The challenge

Our client TES undertook a full digital transformation with the help of the GuideSmiths team. In the past they hadn’t maximised the power of their data, so decided to invest in building an ETL / Big Data platform to better understand their audience, as well as keep track of business KPIs using dashboards.

The solution

GuideSmiths created an ETL platform (extract, transform & load) with the aim of collecting data from multiple sources. We normalised and transformed the data to store it in a Data Warehouse and other databases, in order to make this data available to applications, APIs and data scientists. To achieve this, we created more than twenty microservices, a Hadoop-based transformation layer and an integration layer to move data around.

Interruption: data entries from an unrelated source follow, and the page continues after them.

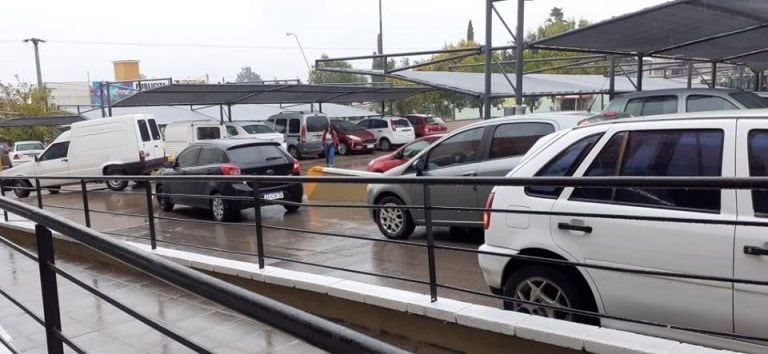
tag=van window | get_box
[307,116,328,133]
[525,133,603,199]
[685,95,738,112]
[38,141,69,161]
[196,127,221,140]
[488,123,555,159]
[748,130,768,217]
[571,129,723,212]
[136,119,152,141]
[288,118,301,134]
[147,119,162,140]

This is just the tip of the iceberg as we also use the Hadoop ecosystem to aggregate and process data, way richer than the original subsets. This draws the line between what is data, analytics and insight. When you have insight, you have power, and only then can you make thoughtful decisions. If you don’t have insights extracted from your data, all you have is an opinion.

All data and processes are monitored using Datadog dashboards, and alerts are notified when something abnormal happened. More than 20GBs of data are ingested on a daily basis, just from user interactions.

The tech

  • We implemented our microservices in NodeJS, hosted in AWS using a CI/CD pipeline in jenkins.
  • For the Data Warehouse we used Amazon Redshift. AWS was also our first choice for the Hadoop ecosystem: EMR gave us access to starting Hive / Spark clusters for batch processing overnight. Here you can read a bit more about the story of how we migrated from Hive to Spark.
  • Some of the databases we used to digest and store data are Postgres, Redis, MySql and Mongo.
  • Finally, for our integration layer we used RabbitMQ and Amazon Kinesis.